Kim Kardashian is hoping to help the father of a Uvalde, Tex., school shooting victim attend his child’s funeral “so he can say his last goodbye.”
On Thursday, the reality TV star and prison reform advocate made a plea to the Federal Bureau of Prisons that Eliahana “Ellie” Cruz Torres’s dad be temporarily released to attend her funeral.
She wrote that the family of the 10-year-old, who was one of the 19 students killed last week, was “desperately hoping” that Eli Torres, who’s incarcerated at USP McCreary in Kentucky for “a non-violent drug offense, be granted temporary release so he can be at her funeral. So far the requests have been denied.”
This is Eliahana ‘Ellie’ Cruz Torres, 10 years old, and one of the 19 victims of the shooting in Uvalde, TX. Her family are desperately hoping that her father, who is incarcerated for a non violent drug offense, be granted temporary release so that he can attend her funeral. pic.twitter.com/RJbSAomyuC
— Kim Kardashian (@KimKardashian) June 2, 2022
The mom of four asked for BOP’s decision to be reconsidered “so he can say his last goodbye to his baby girl. Every parent deserves that right.”
So far their requests have been denied. I ask the @officialFBOP to grant Eli Torres temporary release so that he can say his last goodbye to his baby girl. Every parent deserves that right.
— Kim Kardashian (@KimKardashian) June 2, 2022
Eli is in prison for drug trafficking. According to the U.S. Attorney’s Office for the Western District of Texas, he obtained and sold cocaine in Uvalde between 2009 and 2011. He was convicted in 2013 and sentenced to 25 years prison with an expected release date of Feb. 2033, according to BOP records.
Kentucky Rep. Attica Scott has been active in trying to get him temporarily released for the funeral. She posted a letter she sent to President Biden and Kentucky Governor Andy Beshear asking for their help.
A spokesperson for the BOP told Yahoo Entertainment, “For privacy, safety and security reasons, we do not provide information on any individual inmate’s conditions of confinement, to include a request for temporary release.”
On May 24, an 18-year-old who had legally obtained AK-15 assault rifles entered Robb Elementary School and fatally shot 19 students and two teachers. Many others were injured.

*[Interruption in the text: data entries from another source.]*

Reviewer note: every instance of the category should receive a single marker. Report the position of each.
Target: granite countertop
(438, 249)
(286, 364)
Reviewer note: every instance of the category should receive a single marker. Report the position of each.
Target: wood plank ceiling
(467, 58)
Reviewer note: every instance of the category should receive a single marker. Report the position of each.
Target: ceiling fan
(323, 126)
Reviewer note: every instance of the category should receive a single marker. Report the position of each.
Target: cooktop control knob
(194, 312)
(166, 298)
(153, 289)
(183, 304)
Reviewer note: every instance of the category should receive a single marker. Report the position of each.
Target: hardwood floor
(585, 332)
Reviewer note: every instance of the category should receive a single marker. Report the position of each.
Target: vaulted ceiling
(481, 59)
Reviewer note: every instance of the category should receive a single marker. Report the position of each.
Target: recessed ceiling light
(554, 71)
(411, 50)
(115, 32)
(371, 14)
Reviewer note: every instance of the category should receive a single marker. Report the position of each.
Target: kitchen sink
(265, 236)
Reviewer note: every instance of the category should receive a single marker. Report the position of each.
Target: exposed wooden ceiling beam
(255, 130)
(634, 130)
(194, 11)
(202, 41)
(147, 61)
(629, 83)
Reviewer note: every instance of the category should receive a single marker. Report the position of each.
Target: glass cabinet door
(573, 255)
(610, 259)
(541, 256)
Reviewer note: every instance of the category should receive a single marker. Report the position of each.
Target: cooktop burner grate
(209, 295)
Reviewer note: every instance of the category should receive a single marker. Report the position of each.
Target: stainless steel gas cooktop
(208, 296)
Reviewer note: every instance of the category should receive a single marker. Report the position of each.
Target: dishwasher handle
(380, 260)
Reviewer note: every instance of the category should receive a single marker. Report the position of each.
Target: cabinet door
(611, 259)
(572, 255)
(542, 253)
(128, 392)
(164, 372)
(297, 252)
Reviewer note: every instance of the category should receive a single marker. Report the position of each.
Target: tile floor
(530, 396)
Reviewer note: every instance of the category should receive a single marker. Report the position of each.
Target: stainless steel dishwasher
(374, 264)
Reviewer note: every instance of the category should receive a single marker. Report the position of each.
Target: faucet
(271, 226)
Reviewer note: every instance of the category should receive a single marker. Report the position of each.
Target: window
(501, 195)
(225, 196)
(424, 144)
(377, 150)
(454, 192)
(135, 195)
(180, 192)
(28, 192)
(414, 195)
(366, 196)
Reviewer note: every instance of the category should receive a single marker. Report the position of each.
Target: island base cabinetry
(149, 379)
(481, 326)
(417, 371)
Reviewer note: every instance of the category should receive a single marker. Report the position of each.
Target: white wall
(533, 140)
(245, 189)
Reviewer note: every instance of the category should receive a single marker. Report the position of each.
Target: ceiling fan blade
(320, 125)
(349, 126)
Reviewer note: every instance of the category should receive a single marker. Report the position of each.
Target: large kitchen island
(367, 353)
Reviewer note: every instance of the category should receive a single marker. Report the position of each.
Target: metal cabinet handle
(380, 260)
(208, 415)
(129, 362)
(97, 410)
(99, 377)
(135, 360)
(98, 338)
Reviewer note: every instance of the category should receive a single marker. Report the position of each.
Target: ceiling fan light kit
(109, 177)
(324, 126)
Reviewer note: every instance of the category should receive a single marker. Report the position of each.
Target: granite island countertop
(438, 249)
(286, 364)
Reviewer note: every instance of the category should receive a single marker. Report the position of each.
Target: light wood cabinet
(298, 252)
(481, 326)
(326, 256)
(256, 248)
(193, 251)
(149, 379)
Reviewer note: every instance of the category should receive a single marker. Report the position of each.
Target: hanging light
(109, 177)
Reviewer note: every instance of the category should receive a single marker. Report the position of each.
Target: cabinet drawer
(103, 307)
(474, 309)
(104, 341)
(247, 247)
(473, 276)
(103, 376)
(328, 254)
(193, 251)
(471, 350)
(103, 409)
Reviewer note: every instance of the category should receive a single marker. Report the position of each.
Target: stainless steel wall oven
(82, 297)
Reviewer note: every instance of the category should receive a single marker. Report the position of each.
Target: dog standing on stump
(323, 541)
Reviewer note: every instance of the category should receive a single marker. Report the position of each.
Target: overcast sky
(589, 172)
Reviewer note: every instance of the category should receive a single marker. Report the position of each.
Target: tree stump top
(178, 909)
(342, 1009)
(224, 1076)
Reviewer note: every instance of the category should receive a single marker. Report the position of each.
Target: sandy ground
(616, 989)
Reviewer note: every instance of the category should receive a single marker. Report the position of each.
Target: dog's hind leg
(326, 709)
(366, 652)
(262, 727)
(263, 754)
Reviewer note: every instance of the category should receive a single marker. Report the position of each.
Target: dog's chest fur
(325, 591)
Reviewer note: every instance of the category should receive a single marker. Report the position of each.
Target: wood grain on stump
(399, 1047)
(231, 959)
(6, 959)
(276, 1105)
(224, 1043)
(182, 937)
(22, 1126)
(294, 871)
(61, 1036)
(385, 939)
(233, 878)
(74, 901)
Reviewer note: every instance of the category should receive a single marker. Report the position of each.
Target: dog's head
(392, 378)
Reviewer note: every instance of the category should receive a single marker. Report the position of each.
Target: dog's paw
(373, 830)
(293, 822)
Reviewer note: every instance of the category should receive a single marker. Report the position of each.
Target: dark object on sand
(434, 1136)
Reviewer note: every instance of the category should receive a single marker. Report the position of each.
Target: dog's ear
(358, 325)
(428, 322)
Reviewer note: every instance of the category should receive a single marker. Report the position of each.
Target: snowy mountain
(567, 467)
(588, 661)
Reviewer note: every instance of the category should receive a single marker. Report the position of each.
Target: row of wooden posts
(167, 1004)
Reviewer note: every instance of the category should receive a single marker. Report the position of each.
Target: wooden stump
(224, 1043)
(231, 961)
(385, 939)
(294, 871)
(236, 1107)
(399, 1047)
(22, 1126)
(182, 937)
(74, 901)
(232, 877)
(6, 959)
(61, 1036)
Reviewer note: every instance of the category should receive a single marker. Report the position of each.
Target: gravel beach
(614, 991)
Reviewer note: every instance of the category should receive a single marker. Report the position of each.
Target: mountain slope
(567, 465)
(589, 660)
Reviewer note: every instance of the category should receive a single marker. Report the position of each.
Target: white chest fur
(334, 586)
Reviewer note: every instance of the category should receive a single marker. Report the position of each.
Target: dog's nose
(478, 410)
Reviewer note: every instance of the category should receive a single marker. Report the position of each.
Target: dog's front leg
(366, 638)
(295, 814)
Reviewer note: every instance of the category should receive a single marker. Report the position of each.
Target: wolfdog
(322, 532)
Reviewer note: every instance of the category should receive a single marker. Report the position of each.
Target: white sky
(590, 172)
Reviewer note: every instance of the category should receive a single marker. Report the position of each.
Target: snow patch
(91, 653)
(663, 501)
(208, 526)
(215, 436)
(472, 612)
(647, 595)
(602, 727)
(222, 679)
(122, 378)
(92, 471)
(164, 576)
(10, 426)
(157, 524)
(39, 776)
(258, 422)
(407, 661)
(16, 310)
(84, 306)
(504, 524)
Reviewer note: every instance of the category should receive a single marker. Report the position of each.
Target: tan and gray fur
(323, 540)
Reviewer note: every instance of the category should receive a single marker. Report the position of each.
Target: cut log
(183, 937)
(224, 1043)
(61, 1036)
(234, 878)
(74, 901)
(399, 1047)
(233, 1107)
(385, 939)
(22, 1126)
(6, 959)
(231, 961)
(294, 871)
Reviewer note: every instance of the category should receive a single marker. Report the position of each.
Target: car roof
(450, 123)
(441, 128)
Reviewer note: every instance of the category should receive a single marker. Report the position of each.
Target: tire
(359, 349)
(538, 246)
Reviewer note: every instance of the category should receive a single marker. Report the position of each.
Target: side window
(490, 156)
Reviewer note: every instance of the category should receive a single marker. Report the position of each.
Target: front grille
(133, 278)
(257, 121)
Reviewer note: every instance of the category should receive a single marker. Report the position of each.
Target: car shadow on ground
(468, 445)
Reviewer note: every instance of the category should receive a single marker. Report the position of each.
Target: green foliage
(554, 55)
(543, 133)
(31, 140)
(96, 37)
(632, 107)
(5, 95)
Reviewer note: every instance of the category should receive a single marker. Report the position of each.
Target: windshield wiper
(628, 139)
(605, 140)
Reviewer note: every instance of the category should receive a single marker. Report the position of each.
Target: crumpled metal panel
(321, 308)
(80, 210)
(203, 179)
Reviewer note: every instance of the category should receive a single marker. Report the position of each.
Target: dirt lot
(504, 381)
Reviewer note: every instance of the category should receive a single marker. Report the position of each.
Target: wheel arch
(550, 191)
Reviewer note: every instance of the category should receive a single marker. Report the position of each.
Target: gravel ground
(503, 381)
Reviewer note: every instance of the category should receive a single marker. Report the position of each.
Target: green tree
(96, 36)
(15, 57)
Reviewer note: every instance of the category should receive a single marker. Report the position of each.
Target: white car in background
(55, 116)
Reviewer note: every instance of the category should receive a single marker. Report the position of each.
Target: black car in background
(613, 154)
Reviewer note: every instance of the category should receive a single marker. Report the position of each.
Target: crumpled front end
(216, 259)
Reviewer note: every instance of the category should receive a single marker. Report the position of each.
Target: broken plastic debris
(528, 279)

Earlier in the day, the shooter — who was killed by authorities — shot his grandmother in her head.
In the immediate aftermath of the shooting, Eliahana’s distraught grandfather Adolfo Cruz spoke to the media, in Spanish, about trying to find the child amid the chaos. He heartbreakingly explained they contacted hospitals and checked the civic center, but said he was still hoping to find her.
Kardashian has dreams of becoming an attorney, like her late dad, and passed her “baby bar” exam (officially called: First-Year Law Students’ Examination, or FYLSE), last year.
The TV star and beauty mogul’s path to law has been untraditional. Kardashian, who does not have undergraduate nor law degrees, has been apprenticing with a practicing lawyer for several years. The program requires four years as an apprentice, at a law office or for a judge, and also passing the actual bar exam.
Her mentorship is with Van Jones’s Oakland, Calif.,-based prison reform organization #cut50, and she has actively been trying to help non-violent offenders get out of jail, have their sentences reduced or help them to get them off of death row.